Theodosios was the first founder and organizer of the cenobitic way of monastic life. He was born in the province of Cappadocia in the village of Mogarisses, of devout parents. As a child, he visited St. Simeon the Stylite, who blessed him and prophesied great spiritual glory for him. Carrying a censer in which he placed unlit charcoal and incense, Theodosios sought out a place where he could settle and establish his monastery, and he stopped when the charcoal began to burn on its own. There he settled and began to live the ascetic life. He soon gathered around him many monks of various nationalities. He built a church for each nationality, so that services and hymns were offered to God in Greek, Armenian, Georgian, and other tongues at the same time. But on the day of Holy Communion all the brotherhood gathered in the great church, in which the Greek language was used. There was a common table for all, common property, common penance, common labour, common endurance and, not rarely, common hunger. Theodosios was an exalted model of life to all the monks — an example in labour, prayer, fasting, watchfulness and all Christian virtues. God granted him the gift of working miracles, by which he was able to heal the sick, appear to people in distant places and help them, tame wild beasts, discern the future, and cause bread and wheat to multiply. Prayer was on his lips day and night. He reposed peacefully in the Lord in the year 529, the 105th year after his birth.

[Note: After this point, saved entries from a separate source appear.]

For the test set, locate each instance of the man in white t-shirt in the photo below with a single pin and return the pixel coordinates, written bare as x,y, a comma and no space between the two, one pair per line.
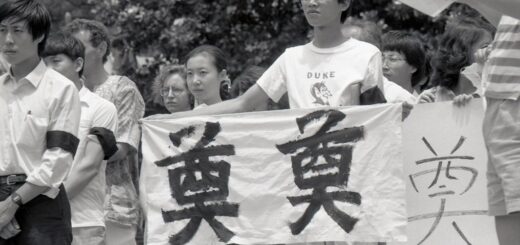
85,184
331,70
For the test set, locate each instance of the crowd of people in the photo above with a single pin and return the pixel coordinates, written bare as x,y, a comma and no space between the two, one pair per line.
70,129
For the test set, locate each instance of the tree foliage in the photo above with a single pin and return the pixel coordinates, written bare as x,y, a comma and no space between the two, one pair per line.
251,32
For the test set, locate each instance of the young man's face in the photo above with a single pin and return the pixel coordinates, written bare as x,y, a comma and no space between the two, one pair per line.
323,12
92,54
64,65
16,42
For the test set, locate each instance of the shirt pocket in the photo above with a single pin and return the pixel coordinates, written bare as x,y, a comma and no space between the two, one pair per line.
32,133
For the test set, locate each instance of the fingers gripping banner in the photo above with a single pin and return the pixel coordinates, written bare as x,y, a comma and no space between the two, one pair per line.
275,177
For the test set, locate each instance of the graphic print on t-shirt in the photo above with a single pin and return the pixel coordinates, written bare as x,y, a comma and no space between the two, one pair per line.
321,93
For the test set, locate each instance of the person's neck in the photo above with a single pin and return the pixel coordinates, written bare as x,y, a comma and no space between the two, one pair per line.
25,67
328,36
95,77
209,101
407,86
77,82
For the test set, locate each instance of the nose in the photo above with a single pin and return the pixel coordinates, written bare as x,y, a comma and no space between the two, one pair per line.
9,37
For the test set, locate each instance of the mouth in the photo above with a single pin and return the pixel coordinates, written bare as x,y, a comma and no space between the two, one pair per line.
9,52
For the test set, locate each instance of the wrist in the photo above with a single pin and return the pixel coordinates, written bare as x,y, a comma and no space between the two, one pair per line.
16,199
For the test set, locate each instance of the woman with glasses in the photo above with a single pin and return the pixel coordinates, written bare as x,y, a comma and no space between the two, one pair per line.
404,60
171,85
463,45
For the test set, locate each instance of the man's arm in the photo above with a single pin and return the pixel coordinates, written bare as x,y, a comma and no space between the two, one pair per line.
99,145
247,102
85,169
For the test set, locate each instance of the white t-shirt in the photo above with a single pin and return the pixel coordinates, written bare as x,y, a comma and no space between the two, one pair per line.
315,77
87,206
397,94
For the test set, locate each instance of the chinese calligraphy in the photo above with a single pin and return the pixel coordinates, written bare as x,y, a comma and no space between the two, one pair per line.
200,182
332,169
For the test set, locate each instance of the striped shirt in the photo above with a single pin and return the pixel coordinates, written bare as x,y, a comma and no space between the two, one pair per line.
501,75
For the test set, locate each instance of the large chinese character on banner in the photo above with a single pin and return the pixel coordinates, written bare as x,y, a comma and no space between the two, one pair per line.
309,175
446,163
199,181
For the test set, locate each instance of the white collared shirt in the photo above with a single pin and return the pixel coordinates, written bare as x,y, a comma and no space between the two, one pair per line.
41,102
87,205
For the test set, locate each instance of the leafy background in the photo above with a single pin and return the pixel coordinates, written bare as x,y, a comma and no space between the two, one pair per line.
252,32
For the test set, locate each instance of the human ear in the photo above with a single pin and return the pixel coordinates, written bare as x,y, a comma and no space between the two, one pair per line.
78,64
102,48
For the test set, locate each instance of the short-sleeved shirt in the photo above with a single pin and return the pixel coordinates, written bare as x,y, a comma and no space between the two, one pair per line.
315,77
501,76
87,206
121,204
40,108
396,94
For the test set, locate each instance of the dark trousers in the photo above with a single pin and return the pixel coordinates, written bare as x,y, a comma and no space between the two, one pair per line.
43,221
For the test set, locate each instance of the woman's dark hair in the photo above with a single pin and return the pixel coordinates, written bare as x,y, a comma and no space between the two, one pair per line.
33,12
64,43
455,50
220,61
411,47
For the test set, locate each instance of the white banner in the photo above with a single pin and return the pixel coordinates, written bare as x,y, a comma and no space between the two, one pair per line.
275,177
445,164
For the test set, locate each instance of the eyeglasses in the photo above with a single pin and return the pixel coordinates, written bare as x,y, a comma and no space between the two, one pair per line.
392,59
165,92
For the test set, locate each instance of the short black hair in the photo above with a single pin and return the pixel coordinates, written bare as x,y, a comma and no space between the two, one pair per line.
33,12
409,45
98,33
64,43
344,14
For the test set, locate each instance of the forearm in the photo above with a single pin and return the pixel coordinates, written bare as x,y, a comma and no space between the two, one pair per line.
78,180
29,191
85,169
225,107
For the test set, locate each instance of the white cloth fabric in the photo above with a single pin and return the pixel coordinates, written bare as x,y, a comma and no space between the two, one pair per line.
42,101
396,94
316,77
87,206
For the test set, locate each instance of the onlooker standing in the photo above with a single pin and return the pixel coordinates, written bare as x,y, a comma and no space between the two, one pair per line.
40,111
457,50
171,85
368,31
404,60
86,183
502,130
122,210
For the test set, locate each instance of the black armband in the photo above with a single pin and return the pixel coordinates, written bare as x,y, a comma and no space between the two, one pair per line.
106,139
372,96
63,140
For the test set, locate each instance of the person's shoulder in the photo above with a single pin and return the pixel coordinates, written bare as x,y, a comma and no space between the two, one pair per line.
101,106
123,82
57,80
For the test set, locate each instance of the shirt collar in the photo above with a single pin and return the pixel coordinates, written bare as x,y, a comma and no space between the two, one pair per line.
84,95
34,77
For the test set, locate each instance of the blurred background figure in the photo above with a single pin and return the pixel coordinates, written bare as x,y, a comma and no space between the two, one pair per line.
171,86
454,69
4,66
403,60
370,32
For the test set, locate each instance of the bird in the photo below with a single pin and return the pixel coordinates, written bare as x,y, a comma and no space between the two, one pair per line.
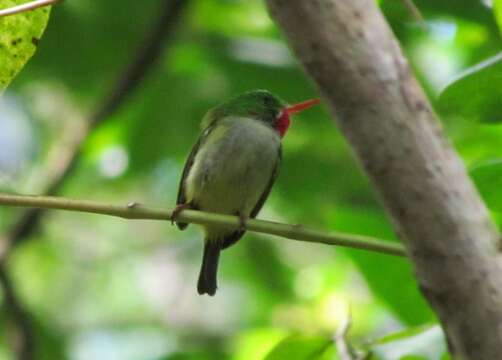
232,168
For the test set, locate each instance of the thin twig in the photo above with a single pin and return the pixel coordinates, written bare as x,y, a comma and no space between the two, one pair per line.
21,335
27,7
143,59
415,13
136,211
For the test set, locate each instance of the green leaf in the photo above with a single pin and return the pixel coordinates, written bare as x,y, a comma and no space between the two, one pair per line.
424,343
488,180
476,93
19,36
301,347
497,9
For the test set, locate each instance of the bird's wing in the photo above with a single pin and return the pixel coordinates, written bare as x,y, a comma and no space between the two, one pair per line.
181,199
236,235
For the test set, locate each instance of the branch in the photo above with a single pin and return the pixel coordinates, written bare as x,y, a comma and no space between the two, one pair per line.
136,211
27,7
350,52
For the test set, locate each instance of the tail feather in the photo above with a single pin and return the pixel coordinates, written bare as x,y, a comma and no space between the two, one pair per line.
207,283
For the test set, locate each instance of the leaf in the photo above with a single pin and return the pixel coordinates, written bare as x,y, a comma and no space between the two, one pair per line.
19,36
300,347
476,93
381,272
424,343
497,9
488,180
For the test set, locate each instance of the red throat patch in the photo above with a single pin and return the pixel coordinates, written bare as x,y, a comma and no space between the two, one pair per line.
283,123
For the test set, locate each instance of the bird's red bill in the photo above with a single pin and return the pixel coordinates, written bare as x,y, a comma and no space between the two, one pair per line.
295,108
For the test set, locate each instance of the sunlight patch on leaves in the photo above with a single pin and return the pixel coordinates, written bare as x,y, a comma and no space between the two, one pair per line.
476,92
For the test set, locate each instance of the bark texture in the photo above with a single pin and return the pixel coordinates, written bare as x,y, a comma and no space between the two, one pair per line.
349,50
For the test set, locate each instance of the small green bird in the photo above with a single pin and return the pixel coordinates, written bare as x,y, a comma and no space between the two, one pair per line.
232,168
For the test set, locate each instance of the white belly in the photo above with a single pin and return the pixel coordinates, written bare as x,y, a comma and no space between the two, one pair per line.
233,167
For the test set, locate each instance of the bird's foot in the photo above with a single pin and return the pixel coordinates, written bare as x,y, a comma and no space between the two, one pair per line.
242,221
179,208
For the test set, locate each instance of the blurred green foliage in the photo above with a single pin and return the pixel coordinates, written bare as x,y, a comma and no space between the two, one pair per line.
19,36
101,288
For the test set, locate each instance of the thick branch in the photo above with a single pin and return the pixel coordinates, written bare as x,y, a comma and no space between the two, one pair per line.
351,53
136,211
162,27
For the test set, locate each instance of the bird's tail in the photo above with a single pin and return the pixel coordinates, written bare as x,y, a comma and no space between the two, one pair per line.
207,278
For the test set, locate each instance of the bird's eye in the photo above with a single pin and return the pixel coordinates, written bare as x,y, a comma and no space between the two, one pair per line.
267,101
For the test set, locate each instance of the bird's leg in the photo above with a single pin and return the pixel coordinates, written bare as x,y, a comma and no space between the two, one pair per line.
179,208
243,218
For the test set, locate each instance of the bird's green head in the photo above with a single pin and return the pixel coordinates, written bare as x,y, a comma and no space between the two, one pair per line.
264,106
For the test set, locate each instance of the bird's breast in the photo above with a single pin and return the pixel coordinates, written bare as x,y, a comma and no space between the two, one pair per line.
233,166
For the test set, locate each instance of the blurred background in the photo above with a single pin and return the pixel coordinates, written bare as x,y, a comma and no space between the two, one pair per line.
96,287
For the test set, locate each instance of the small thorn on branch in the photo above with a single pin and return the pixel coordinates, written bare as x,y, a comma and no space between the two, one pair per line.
27,7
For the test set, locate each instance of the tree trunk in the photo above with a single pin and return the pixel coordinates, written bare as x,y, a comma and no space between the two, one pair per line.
349,50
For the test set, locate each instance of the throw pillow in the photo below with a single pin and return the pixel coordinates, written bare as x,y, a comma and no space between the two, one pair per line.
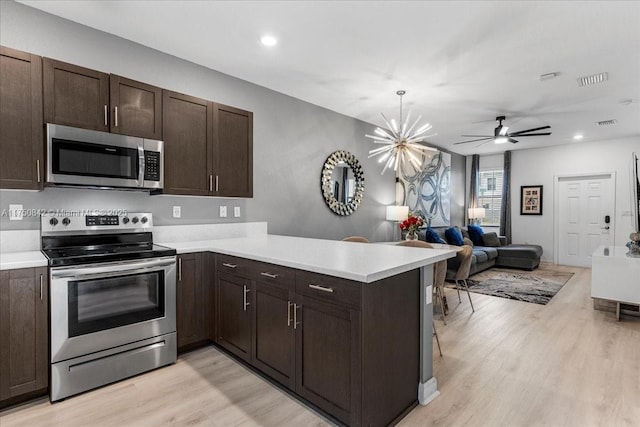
475,234
491,240
454,237
432,237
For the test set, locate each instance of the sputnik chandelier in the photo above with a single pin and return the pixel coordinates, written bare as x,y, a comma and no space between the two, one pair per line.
400,144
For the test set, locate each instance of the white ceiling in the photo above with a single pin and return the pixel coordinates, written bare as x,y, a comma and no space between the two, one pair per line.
462,63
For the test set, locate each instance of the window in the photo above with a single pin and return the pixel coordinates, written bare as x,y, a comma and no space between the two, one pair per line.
490,195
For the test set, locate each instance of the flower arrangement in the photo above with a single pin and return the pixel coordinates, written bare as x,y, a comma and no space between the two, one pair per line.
411,225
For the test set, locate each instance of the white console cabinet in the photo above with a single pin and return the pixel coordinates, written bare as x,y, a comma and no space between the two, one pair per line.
615,276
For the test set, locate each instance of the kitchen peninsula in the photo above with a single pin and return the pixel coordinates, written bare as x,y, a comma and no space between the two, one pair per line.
346,326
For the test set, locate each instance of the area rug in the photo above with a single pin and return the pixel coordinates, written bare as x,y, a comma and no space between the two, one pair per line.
537,286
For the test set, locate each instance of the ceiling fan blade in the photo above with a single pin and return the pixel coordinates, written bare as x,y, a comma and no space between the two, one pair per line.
472,140
530,130
532,134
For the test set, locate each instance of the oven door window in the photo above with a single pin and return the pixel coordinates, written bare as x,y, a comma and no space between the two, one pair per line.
80,158
110,302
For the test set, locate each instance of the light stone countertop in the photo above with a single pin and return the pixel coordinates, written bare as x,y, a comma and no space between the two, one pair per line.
363,262
25,259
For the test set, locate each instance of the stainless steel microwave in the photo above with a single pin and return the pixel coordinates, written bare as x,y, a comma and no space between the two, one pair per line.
90,158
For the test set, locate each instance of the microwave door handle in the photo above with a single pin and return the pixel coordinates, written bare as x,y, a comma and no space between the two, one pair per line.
115,269
141,162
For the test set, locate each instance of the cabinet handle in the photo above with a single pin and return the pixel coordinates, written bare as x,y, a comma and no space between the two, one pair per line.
244,301
295,315
321,288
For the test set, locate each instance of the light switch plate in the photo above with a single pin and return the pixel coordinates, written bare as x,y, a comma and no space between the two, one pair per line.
15,212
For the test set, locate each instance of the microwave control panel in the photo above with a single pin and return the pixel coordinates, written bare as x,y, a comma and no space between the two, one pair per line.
151,165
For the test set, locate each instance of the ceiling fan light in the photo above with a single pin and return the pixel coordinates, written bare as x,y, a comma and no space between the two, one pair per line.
501,140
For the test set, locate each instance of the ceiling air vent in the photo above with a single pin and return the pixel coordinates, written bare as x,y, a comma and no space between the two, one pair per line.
593,79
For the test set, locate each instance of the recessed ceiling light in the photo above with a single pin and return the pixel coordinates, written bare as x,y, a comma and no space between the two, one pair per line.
268,40
593,79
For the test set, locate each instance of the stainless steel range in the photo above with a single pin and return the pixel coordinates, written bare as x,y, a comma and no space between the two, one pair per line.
113,299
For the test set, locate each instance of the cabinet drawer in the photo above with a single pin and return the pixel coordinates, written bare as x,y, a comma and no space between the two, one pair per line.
233,265
327,288
276,275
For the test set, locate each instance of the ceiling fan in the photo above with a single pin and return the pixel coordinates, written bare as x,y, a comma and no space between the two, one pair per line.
500,134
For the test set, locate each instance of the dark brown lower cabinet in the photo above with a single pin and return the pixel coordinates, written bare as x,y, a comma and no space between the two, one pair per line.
274,344
349,348
234,314
190,303
24,329
328,357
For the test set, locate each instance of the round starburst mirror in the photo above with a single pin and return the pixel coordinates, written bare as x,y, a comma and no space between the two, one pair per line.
342,182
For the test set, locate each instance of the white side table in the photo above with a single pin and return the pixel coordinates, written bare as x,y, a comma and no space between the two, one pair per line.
615,276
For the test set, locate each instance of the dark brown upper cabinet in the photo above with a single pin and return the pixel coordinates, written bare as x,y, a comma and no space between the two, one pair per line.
188,145
75,96
89,99
21,140
208,147
136,108
233,139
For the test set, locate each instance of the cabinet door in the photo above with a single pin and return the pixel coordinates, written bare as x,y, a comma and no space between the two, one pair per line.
190,300
21,125
233,130
274,345
187,145
328,357
75,96
234,314
23,332
136,108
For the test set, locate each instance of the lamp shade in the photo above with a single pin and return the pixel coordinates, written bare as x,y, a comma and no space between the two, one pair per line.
397,213
476,213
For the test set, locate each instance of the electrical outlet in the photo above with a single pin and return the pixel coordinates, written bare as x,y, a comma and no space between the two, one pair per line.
15,212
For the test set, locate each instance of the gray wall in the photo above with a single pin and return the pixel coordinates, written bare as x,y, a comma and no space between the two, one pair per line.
292,139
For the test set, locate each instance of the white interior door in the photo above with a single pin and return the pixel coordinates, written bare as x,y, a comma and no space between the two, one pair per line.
585,217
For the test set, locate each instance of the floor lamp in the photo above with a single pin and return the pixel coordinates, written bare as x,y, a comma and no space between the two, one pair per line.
397,214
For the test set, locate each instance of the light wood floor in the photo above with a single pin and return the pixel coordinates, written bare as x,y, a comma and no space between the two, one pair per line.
508,364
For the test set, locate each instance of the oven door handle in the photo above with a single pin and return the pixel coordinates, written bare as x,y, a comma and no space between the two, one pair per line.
114,269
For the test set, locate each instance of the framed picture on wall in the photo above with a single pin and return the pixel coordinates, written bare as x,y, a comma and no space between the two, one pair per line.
531,200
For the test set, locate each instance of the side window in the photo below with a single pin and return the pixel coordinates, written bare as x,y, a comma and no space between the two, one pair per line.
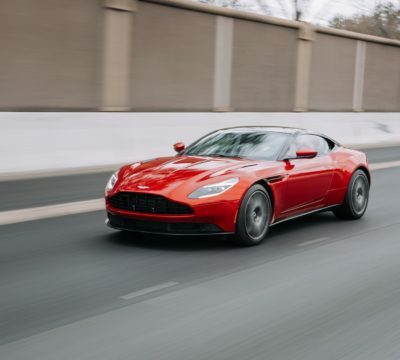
309,141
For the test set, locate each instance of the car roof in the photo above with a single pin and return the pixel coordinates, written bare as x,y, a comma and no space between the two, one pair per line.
281,129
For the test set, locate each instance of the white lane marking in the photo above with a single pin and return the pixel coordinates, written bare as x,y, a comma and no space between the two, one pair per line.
45,212
149,290
315,241
384,165
78,207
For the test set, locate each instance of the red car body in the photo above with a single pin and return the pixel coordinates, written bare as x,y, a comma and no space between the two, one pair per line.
296,186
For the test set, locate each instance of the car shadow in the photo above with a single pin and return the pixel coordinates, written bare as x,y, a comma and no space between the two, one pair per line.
281,234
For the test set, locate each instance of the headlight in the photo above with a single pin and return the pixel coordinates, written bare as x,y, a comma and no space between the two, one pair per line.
111,182
213,189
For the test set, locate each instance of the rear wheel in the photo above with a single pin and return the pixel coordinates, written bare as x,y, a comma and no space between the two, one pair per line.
254,216
356,199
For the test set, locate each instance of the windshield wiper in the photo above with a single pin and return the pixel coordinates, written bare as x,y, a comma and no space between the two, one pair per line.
222,155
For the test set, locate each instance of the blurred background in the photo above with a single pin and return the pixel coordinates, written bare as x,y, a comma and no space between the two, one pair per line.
86,85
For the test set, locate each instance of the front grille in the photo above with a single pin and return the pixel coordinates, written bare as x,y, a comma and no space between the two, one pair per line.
159,227
148,203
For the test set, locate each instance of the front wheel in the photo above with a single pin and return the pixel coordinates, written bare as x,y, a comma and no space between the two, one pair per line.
356,199
254,216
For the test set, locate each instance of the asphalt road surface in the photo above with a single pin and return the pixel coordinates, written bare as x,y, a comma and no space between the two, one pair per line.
317,288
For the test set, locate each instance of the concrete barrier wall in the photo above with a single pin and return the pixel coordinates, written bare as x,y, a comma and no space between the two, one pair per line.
178,55
49,54
35,142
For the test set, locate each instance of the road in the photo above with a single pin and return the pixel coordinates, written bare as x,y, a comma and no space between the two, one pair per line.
318,288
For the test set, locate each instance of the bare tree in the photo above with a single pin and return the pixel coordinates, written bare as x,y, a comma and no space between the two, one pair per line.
384,21
314,11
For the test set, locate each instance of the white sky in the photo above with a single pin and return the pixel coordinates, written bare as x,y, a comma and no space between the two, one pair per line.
318,11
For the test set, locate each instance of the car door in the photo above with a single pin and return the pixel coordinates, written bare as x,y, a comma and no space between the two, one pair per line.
308,180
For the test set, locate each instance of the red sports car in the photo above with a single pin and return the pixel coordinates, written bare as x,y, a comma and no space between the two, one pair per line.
239,181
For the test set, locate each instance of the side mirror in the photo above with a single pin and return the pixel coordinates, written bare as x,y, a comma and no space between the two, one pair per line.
178,147
306,153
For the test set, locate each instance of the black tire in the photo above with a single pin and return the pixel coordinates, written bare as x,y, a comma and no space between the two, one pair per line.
356,199
254,217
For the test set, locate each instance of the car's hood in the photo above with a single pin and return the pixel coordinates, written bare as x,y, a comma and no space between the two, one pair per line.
169,173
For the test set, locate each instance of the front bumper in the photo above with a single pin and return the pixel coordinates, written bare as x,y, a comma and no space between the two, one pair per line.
206,217
162,227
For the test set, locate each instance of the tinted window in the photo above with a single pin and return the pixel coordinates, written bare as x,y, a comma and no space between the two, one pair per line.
265,145
315,142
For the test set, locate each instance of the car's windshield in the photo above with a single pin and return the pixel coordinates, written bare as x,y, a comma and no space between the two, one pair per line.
255,145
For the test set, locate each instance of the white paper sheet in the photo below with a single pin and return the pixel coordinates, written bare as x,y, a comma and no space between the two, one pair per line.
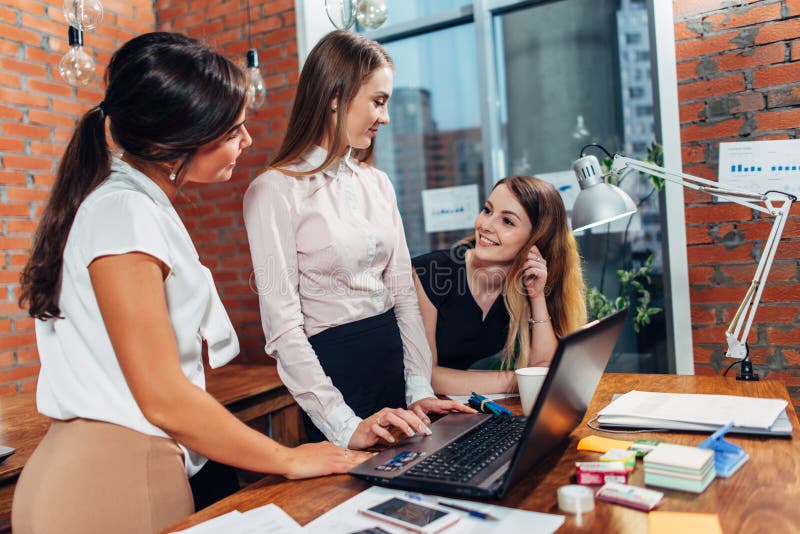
450,208
269,518
346,517
695,408
759,166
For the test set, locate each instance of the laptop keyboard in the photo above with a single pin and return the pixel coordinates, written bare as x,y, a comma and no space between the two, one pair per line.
465,457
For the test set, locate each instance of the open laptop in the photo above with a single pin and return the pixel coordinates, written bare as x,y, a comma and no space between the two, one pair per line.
481,455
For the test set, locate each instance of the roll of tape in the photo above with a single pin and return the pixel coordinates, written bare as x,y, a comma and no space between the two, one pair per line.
575,499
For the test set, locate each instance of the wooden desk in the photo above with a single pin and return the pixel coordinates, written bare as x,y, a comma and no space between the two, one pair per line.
251,392
761,497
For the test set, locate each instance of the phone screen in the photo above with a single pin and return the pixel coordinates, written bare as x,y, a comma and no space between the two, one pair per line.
416,514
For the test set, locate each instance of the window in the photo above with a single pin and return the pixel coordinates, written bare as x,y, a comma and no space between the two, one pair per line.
434,137
522,110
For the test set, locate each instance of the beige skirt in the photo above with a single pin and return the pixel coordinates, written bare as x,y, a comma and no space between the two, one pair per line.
93,477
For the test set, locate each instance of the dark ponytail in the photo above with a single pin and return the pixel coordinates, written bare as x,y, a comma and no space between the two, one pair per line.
85,164
166,96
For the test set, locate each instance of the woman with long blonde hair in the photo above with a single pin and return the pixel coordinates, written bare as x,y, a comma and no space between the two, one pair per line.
514,288
331,265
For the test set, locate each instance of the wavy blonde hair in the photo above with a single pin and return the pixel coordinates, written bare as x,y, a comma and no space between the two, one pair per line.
566,302
335,69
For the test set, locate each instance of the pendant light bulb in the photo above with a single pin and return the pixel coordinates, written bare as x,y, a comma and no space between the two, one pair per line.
372,13
256,91
84,15
76,67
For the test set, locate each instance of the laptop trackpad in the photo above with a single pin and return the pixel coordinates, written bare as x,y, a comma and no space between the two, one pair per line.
392,461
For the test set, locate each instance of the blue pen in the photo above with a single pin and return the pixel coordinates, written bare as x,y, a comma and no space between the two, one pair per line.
493,406
470,511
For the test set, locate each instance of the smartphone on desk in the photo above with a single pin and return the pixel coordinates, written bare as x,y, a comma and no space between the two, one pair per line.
413,516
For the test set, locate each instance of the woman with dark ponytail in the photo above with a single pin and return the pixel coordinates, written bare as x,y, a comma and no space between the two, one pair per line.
123,305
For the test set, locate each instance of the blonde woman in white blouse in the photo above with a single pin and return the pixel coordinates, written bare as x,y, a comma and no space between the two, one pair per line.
331,264
122,305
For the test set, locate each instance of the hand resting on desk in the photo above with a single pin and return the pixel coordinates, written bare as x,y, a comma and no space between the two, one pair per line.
320,459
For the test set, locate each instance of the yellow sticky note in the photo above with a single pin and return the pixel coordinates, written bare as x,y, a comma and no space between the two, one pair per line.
600,444
671,522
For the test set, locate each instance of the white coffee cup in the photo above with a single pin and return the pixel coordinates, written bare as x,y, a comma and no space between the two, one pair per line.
529,382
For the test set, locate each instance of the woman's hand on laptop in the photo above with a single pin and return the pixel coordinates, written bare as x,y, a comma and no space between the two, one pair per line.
434,405
319,459
378,427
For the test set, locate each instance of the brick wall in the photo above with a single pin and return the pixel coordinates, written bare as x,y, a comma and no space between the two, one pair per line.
213,214
37,114
38,111
739,80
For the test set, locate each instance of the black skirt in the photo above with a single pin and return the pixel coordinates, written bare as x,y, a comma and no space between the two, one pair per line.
364,360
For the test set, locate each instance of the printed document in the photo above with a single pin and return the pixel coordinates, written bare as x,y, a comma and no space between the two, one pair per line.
718,410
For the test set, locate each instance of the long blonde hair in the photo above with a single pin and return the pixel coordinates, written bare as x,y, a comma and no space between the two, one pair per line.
566,302
335,69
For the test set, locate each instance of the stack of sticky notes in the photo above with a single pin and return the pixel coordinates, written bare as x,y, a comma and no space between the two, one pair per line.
679,467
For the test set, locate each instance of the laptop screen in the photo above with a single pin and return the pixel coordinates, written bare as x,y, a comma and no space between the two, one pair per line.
575,371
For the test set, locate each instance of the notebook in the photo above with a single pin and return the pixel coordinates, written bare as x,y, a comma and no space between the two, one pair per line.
482,455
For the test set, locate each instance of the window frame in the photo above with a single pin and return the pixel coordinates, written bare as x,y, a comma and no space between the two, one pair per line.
312,23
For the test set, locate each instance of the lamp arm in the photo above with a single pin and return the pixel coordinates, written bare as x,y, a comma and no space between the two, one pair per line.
623,164
737,332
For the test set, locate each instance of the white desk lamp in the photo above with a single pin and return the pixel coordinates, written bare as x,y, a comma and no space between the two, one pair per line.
599,203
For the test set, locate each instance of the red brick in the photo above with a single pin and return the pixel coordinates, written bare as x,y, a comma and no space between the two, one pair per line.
736,18
7,112
14,210
50,119
784,97
779,31
781,293
21,227
687,70
751,57
717,86
708,45
782,336
9,79
43,25
778,120
276,6
26,163
51,88
15,33
27,194
781,314
692,112
22,98
777,75
700,274
44,180
12,145
711,130
26,130
715,254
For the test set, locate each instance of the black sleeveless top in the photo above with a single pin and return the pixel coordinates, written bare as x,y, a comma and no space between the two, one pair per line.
462,335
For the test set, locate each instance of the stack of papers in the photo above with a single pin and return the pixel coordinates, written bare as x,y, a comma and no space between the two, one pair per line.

Source: St. Nikolai Velimirovic, The Prologue of Ohrid – Volume One.

Apolytikion

With the rivers of your tears, you have made the barren desert fertile. Through sighs of sorrow from deep within you, your labors have borne fruit a hundred-fold. By your miracles you have become a light, shining upon the world. O Theodosios, our Holy Father, pray to Christ our God, to save our souls.

Kontakion

As being planted in the courts of Christ thy Lord and God, with holy virtues thou delightfully didst blossom forth and didst multiply thy children amid the desert, who were watered with the showers of thy fervent tears, O chief shepherd of the godly sheepfold of our God. Hence we cry to thee: Rejoice, O Father Theodosios.